To call Rob eye candy would do him a disservice. He’s a feast of gorgeousness – all tanned biceps, dark blond curls and a smile so dazzling it could alert passing ships to hazardous
rocks.

But there’s more to him than looks. He’s sweet, charming, clever, my dad loves him and, basically, he’s as close to perfection as it’s possible for anyone who isn’t
Matthew McConaughey to be. If I wrote a list of things that were right about Rob and a list of things that were wrong, there would be virtually nothing in the second column. He does own a Craig
David album, but that’s a minor misdemeanour in an otherwise overwhelmingly positive list of attributes.

I miss him so badly it sometimes makes my insides ache. Which begs one almost constant question.

Why
wasn’t it love?

No. Let me rephrase that . . . why wasn’t I
sure
it was love?

There have been so many times since we broke up that his absence has been so aching, so cold, that it
must’ve
been. Yet, something stopped me from saying yes when he asked those
big, beautiful and destructive words back in the spring.

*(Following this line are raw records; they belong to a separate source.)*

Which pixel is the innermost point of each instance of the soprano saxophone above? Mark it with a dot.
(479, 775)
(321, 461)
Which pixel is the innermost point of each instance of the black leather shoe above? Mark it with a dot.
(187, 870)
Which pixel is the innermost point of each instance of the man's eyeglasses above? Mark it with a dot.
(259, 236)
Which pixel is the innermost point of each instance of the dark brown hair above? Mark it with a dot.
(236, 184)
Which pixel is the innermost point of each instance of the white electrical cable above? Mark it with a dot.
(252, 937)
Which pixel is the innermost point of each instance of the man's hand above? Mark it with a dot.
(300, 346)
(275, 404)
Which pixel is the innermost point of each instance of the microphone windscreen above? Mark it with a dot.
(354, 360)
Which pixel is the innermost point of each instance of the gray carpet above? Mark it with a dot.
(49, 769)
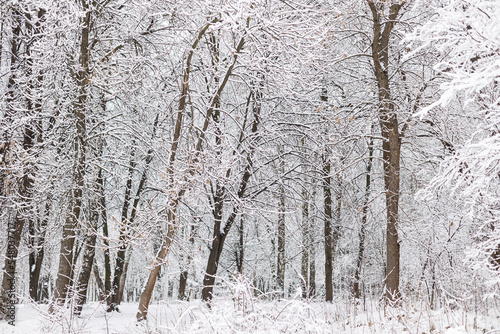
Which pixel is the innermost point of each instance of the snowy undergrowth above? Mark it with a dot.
(229, 316)
(239, 311)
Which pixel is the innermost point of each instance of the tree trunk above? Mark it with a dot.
(304, 269)
(280, 266)
(327, 198)
(36, 255)
(156, 265)
(364, 219)
(124, 230)
(24, 213)
(121, 286)
(240, 247)
(184, 273)
(100, 283)
(68, 235)
(391, 140)
(87, 264)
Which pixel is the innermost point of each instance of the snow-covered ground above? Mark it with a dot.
(253, 316)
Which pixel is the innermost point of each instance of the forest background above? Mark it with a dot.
(313, 149)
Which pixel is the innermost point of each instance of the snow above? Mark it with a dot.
(240, 315)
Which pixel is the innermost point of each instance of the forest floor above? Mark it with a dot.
(251, 316)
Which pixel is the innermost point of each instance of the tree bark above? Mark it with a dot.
(327, 199)
(391, 140)
(79, 170)
(87, 264)
(364, 219)
(280, 266)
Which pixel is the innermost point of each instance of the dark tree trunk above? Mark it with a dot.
(364, 219)
(87, 264)
(68, 236)
(100, 283)
(327, 198)
(36, 255)
(240, 247)
(391, 140)
(280, 266)
(304, 269)
(184, 272)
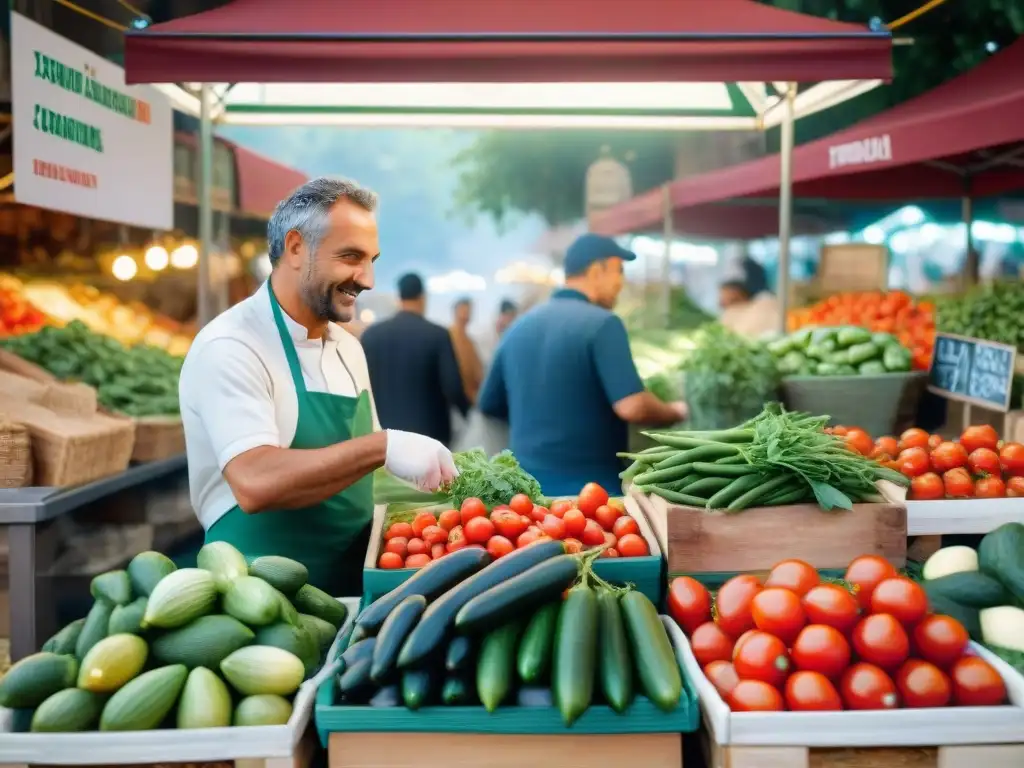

He’d booked us in for a couple’s spa day at a hotel in Cheshire and we’d spent many hours being massaged, pampered and steaming up the Jacuzzi well beyond its highest
setting.

Afterwards, we went for a walk along the Roman Walls in Chester and paused to sit under a tree by the River Dee as the sun glittered on the water. He’d never looked more fanciable. The day
had been perfect. The evening had been perfect. Then it all went wrong when he said something that turned the blood in my veins to stone.

There was a long prequel in which he declared me to be the most ‘awesome, sexy and wonderful woman’ he’d ever met. How I’d made him happier in eight months than
he’d been in his life. How he’d been keeping a lid on his feelings but could do so no longer.

All the time I was thinking: God, I think he might be about to suggest something really outlandish, like going on holiday together.

As he continued talking, I’ll tell you what was going through my head:
A week’s a bit long, but I’d consider three days in Rome. Or maybe Barcelona, because you can get an
easyJet flight there—

‘Emma, did you hear me?’

‘Of course! Where were you thinking?’

He looked taken aback – and unnervingly happy.

‘Well, we’d have to take a look at a few venues but . . . does that mean it’s a yes?’

Then something clicked. Nobody could be
that
happy about the prospect of a dirty weekend, even if I promised to go on a spending spree at Agent Provocateur and take a course of
pole-dancing lessons in advance.

With my heart hammering, I shoved my hands in my pockets and found a packet of mints Dad had left in my car at the weekend, feeling a sudden urge to put one in my mouth. ‘You’re not
talking about going away, are you?’ I mumbled.

‘Emma, I don’t care
where
we do it, I only care
that
we do it.’

‘Do . . . what?’ I asked, praying his answer would be ‘snow-boarding’.

He sank to one knee and uttered four words that killed my blissful notion that what we had together was frivolous, thoroughly enjoyable and just a bit of fun.

‘Will you marry me?’

I nearly choked on my Fox’s Glacier mint.

Chapter 9

My bid to tackle the list gets off to a flying start.

By Saturday, the day of Cally’s thirtieth birthday, I have a polo taster lesson booked, although it’s not until the end of September. I cancelled this morning’s hair
appointment so that I can ‘grow hair long’, as the list puts it, despite my awareness that aspiring to look like Daryl Hannah in
Splash
by December might be ambitious. And I
Googled various Michelin-starred restaurants – even though, as I did so, something hit home.